February 4, 2014

Architecture and War

Written by Associate Professor Brian L. McLaren

While in Rome this past fall, when I was not teaching or preparing for lectures, field trips or studio, I spent my time on my current research project, which examines the architecture of the late-Fascist period in Italy. My work in Rome was a continuation of my efforts of this past summer, when I started to look into the situation just before and immediately after Italy’s entry into World War II. This is something that has interested me for a long time, but which until recently I had not had a chance to look at carefully. This interest began some fifteen years ago during a visit to the Ministry of Foreign Affairs in Rome while working on my dissertation. I was looking for information on the Italian Overseas Exhibition, which was held in Naples in 1940, and found a file that concerned the “indigenous villages” that were constructed on the exhibition grounds. The villages, which were part of the Italian East Africa Exhibit, were comprised of a series of small groupings that recreated the indigenous building forms from the regions of Galla and Sidamo, Scoia, Eritrea and Somalia. Not only were the buildings constructed using materials transported from Italian East Africa, the workmen and their families were brought from the colonies and “lived” in the exhibition.


Italian East Africa exhibition, 1940. Indigenous village. From Illustrazione Italiana, June 2, 1940.

What I discovered in the file was a series of documents and correspondences that chronicled the story of the workers and their families who were transported from East Africa. Although in my dissertation the material only led to a concluding paragraph and a few footnotes in a chapter on Italian colonial exhibitions, it is now a central part of my current research project. This past fall I returned to the same file of documents to look more deeply at the story of the East Africans from the indigenous villages and in particular to find out what happened during the wartime period. While in Italy I also visited the archive of the Italian press photographer Federico Patellani, who was hired by Tempo magazine to document the opening of this exhibition in May of 1940. In the summer I had discovered that Patellani, who was fascinated with African culture and traveled extensively in Africa, had taken a number of compelling photographs of the East Africans, who were housed in a former army barracks where they were to stay for the duration of the exhibition.
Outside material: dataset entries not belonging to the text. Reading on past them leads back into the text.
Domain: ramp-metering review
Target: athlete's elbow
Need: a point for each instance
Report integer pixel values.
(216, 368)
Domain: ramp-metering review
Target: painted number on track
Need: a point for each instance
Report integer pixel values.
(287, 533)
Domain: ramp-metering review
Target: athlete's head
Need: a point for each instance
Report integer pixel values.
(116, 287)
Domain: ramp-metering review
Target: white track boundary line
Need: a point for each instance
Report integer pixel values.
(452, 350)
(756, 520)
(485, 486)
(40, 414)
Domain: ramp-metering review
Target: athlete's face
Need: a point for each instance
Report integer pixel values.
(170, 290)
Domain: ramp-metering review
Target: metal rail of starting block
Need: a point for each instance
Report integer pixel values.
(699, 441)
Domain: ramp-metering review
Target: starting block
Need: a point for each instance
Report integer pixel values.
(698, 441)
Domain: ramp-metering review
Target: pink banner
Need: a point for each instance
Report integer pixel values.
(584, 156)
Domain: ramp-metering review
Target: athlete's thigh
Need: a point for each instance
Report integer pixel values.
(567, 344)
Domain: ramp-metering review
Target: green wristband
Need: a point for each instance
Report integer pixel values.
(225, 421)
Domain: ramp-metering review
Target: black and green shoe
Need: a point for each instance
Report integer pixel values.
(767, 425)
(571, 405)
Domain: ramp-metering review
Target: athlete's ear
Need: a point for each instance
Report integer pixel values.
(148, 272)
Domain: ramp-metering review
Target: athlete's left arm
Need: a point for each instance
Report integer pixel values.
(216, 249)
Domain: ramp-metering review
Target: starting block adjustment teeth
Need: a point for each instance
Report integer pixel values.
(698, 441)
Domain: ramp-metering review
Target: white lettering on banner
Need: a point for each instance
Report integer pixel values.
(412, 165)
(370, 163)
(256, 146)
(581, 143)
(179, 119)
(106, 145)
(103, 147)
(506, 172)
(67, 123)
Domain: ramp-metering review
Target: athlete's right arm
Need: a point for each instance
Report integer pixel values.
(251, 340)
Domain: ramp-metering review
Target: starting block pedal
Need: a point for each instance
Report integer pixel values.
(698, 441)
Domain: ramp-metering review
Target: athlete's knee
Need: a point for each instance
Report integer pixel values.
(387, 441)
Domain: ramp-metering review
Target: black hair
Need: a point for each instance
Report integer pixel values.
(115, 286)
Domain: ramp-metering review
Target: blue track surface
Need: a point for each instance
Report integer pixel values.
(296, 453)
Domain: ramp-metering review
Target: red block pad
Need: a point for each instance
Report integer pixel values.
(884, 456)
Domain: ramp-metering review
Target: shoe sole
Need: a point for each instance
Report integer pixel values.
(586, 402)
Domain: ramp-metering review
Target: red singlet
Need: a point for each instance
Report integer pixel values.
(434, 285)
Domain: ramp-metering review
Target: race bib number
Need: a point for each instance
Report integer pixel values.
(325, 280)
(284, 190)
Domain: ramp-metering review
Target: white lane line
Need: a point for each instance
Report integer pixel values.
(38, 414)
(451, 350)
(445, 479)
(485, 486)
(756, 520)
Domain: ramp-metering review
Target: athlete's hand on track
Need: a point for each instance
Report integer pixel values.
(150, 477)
Located to the immediate west of the exhibition grounds, these derelict wooden structures were painted white, presumably to make them more congenial to the cultural needs of their temporary inhabitants.
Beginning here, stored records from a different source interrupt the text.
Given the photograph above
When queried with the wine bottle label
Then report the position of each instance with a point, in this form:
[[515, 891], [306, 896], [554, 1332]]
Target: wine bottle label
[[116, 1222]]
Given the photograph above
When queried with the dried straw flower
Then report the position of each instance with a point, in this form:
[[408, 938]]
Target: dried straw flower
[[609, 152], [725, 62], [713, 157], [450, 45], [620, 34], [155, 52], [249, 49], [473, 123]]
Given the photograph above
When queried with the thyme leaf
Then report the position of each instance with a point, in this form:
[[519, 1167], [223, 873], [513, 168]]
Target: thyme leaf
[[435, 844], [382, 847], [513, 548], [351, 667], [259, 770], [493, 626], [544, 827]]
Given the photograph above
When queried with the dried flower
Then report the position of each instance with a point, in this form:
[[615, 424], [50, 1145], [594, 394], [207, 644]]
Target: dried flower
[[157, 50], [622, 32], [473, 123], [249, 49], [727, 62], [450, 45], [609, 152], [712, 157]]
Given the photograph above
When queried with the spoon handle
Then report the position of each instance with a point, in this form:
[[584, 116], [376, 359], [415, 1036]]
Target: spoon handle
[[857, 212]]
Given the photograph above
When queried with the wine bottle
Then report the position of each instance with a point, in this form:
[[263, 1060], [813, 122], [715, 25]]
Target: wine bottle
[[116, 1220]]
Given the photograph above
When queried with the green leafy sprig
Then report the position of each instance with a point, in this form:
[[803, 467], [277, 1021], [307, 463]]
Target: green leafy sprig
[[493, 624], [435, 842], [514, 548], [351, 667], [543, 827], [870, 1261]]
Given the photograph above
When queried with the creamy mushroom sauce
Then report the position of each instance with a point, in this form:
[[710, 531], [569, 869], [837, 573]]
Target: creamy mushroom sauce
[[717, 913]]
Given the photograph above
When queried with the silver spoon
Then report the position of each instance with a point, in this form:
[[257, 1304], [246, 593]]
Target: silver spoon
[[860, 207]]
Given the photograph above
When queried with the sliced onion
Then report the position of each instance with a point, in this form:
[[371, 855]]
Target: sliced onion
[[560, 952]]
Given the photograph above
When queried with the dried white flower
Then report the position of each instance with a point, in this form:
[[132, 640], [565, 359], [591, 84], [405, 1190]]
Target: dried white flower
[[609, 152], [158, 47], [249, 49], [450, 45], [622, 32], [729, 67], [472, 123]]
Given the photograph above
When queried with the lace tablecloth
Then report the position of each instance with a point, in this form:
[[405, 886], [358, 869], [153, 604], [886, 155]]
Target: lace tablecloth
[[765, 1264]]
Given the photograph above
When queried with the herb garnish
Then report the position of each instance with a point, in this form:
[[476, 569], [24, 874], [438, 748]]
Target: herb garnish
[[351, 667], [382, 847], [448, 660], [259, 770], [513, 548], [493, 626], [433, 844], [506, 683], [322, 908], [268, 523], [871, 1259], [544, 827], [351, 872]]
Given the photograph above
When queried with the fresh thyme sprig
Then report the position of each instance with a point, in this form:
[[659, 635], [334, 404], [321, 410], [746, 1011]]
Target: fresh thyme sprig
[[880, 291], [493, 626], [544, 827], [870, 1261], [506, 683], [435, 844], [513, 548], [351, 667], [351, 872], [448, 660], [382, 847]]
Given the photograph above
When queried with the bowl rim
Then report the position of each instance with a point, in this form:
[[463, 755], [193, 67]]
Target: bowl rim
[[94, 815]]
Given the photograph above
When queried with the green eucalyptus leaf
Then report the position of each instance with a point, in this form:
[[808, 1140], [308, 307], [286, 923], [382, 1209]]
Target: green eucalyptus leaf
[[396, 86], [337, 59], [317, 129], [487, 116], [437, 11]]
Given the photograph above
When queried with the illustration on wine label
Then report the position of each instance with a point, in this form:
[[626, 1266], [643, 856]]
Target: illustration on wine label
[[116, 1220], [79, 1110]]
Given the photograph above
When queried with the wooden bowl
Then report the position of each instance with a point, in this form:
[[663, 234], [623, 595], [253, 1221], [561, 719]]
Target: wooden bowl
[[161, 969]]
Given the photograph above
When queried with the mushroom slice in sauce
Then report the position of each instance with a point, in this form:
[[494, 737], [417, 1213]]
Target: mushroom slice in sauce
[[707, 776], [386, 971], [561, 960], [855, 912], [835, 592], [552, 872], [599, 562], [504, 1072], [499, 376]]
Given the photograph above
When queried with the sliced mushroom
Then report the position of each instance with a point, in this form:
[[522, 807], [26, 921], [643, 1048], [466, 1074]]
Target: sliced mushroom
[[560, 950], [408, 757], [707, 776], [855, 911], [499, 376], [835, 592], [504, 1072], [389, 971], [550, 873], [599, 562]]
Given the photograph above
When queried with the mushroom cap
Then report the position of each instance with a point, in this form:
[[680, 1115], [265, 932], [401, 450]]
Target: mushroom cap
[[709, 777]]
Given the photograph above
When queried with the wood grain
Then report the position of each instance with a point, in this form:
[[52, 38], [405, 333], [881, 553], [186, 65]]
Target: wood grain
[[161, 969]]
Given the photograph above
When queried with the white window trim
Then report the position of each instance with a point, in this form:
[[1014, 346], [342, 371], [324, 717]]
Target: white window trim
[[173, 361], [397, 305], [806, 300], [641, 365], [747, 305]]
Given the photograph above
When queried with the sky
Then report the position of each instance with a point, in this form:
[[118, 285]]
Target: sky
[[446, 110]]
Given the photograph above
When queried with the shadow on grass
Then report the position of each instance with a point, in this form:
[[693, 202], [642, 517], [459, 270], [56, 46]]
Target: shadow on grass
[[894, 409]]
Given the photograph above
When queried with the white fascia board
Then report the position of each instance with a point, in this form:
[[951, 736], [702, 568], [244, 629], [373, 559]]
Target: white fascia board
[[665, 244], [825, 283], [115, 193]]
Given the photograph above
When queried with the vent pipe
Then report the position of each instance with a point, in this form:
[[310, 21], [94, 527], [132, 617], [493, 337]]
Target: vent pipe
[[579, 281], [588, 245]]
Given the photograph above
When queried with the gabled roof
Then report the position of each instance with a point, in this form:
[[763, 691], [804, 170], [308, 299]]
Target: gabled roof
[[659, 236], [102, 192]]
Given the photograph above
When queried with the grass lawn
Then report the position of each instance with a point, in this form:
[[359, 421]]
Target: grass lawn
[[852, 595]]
East African families at former barracks, April 1940. © Federico Patellani – Regione Lombardia / Museo di Fotografia Contemporanea.

If the photographs of Patellani document the lives of the East Africans during the course of the exhibition as a work of photojournalism, the material from the archive conveys a much darker picture. The documents include information about this group from early 1940, when they arrived in Naples, until July of 1944, when a group of them were transported to a holding camp in Bari by the Allies, who were in the process of liberating Italy from German occupation. In between those dates this group of East Africans, who were brought to Italy by the Fascist government to demonstrate their local culture, suffered numerous indignities. With Italy’s entry into World War II the exhibition was almost immediately closed and the Eritrean, Somalian and Ethiopians were no longer needed. Unfortunately they were not allowed to return to East Africa due to the military conflict in the Mediterranean or permitted to travel freely within Italy. In addition to the disgrace of living in this temporary housing for what ended up being over three years, they were deprived of sufficient food and clothing and under the constant threat of Allied bombing.
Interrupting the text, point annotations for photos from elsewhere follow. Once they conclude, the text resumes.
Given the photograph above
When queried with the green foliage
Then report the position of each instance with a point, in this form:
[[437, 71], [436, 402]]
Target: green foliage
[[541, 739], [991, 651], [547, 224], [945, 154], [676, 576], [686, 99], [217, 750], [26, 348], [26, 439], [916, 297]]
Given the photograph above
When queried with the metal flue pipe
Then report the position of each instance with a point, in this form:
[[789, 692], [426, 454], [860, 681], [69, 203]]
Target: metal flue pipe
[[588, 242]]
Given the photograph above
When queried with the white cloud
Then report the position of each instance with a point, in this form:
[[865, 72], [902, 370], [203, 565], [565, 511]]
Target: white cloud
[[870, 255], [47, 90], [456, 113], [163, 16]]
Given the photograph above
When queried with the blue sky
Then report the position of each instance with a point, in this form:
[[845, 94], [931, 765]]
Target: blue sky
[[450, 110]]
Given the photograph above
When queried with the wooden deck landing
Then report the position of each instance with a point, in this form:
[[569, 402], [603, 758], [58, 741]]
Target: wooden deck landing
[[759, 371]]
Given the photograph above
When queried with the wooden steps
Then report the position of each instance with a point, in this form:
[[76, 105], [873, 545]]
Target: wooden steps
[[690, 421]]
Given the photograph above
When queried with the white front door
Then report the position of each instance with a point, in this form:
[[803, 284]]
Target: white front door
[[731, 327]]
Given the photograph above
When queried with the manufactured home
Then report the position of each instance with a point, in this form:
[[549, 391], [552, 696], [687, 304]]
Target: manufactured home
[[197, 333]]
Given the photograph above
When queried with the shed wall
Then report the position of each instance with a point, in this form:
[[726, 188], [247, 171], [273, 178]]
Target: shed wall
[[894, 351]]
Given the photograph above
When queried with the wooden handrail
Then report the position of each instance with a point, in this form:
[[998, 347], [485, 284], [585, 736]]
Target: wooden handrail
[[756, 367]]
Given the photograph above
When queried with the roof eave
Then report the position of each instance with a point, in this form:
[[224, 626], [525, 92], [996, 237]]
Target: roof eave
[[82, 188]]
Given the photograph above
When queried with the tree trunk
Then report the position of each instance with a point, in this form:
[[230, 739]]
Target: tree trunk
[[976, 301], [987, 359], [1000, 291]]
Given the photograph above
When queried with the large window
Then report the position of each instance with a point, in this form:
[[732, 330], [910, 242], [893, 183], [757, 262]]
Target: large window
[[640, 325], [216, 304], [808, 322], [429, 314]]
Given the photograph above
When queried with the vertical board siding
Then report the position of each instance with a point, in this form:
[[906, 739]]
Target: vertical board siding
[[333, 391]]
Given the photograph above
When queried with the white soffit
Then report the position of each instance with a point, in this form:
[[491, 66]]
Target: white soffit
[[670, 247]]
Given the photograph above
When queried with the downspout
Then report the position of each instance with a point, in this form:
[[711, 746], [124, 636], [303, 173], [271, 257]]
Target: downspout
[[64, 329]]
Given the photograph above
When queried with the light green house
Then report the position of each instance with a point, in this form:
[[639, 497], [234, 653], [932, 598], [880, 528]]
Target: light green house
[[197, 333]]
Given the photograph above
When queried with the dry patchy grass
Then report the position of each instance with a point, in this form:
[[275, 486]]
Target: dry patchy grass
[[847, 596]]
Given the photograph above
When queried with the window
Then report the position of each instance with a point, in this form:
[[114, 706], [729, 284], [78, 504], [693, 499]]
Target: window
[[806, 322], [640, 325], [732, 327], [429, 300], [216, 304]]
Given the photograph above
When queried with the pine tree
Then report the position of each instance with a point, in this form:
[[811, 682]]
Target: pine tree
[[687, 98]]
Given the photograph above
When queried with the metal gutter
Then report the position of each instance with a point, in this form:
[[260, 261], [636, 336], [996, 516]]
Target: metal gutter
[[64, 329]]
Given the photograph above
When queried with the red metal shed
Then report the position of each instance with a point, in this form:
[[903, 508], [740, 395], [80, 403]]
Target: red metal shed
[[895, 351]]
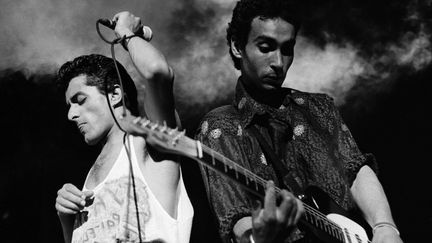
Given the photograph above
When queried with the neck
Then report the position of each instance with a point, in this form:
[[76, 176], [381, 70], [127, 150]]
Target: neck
[[115, 134], [273, 98]]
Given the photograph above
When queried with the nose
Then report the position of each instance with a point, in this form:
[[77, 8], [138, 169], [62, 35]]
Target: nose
[[72, 112], [277, 61]]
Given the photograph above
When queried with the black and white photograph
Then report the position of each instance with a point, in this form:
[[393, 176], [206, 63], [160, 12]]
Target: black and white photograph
[[217, 121]]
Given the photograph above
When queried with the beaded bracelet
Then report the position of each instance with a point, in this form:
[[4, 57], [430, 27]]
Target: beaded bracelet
[[251, 238], [385, 224], [125, 40]]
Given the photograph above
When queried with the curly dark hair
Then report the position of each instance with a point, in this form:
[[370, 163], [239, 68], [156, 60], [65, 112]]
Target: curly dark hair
[[246, 10], [100, 71]]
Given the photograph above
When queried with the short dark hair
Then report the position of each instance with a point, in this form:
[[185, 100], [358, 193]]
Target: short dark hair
[[100, 71], [246, 10]]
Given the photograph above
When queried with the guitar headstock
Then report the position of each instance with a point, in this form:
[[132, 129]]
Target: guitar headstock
[[162, 137]]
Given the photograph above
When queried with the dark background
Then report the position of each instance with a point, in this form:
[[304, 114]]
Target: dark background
[[387, 114]]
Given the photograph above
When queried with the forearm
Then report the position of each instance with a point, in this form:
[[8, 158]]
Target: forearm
[[157, 80], [370, 197]]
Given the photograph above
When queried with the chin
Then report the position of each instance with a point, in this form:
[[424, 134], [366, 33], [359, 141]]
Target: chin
[[90, 141]]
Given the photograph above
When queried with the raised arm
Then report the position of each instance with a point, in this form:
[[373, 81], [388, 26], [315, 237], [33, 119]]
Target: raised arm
[[151, 64], [370, 197]]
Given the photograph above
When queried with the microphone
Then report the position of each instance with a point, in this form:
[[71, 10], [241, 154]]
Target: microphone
[[144, 31]]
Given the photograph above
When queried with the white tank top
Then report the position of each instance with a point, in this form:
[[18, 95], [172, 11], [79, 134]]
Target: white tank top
[[112, 216]]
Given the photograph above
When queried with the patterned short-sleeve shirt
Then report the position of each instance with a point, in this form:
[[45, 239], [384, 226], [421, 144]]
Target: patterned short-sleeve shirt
[[311, 140]]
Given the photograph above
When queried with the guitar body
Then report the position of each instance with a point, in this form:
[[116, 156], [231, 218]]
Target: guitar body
[[352, 231], [323, 220]]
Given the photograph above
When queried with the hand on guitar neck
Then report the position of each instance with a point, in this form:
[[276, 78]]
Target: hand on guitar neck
[[274, 222]]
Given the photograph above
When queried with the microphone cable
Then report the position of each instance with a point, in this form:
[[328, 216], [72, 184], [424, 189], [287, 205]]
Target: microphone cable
[[128, 151]]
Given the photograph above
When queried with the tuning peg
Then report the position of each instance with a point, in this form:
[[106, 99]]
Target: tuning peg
[[162, 129], [172, 131], [136, 120], [154, 126], [180, 134], [145, 123]]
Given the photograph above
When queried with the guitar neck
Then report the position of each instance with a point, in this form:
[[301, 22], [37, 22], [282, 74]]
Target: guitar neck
[[173, 141], [257, 185]]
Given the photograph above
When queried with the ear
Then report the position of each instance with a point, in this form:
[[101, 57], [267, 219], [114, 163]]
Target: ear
[[116, 96], [235, 50]]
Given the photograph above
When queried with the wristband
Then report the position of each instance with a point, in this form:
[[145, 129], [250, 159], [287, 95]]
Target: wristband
[[385, 224], [251, 238], [125, 40]]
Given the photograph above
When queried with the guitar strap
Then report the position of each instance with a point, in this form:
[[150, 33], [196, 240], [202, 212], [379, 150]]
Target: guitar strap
[[281, 171]]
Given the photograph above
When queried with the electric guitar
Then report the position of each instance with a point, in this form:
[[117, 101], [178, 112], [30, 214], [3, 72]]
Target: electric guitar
[[323, 218]]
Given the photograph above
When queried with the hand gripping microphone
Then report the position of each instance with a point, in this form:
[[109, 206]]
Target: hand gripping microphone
[[144, 31]]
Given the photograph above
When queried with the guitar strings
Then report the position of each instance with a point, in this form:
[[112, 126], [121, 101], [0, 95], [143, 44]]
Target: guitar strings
[[262, 182], [253, 177]]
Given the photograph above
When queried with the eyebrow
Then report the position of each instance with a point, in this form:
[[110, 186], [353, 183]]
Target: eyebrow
[[74, 97], [267, 38]]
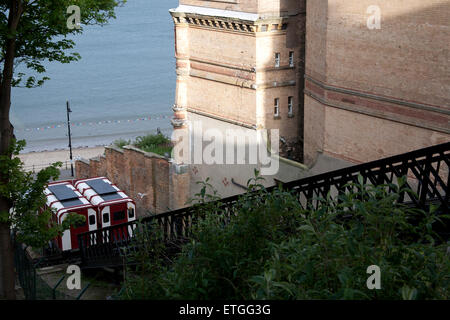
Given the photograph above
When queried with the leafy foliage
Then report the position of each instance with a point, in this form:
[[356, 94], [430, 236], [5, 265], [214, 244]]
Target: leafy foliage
[[156, 143], [32, 225], [271, 248]]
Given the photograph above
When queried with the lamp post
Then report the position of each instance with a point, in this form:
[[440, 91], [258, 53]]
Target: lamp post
[[70, 137]]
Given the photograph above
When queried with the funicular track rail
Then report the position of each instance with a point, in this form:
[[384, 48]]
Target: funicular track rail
[[427, 172]]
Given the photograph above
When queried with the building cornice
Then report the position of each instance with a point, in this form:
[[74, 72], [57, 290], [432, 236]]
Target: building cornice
[[227, 20]]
Villa Vannutelli, Treia (Macerata), drawing, 1943. Historic Archive of Ministry of Foreign Affairs, Rome. Ministry of Italian Africa—Political Affairs.

Due to the onset of World War II, the Eritrean, Somalian and Ethiopian workers and their families who came to construct and perform their daily lives in an authentic environment, as well as the East Africans that were hired to be their guards, became what at the time were called confinati. They were the equivalent of the most dangerous political prisoners from Italy’s African colonies, who were housed in internment camps throughout Italy. Just like these East African confinati, the presence of the inhabitants of the indigenous villages was incommensurate with the racial laws of the country, especially as they were being enforced under the conditions of war. In April of 1943, the East African families who were housed in the makeshift barracks in Naples were moved to the Villa Vannutelli in Treia (Macerata)—a former concentration camp for European women that had been closed due to its poor sanitary conditions. While the record is not complete, over the course of their five year stay from this group of almost 60 East Africans; one family of three returned early; eight children were born and one died; one man and one woman died; four disappeared from the official documents; two were charged with crimes against Italian officials and put in jail; one spent much of his time in hospital; two were wounded during an unsuccessful attempt by the Allies to free them while five men and one woman escaped; one guard died of tuberculosis; and three guards escaped, two of which died fighting alongside Italian partisans who were attempting to liberate Italy from German occupation.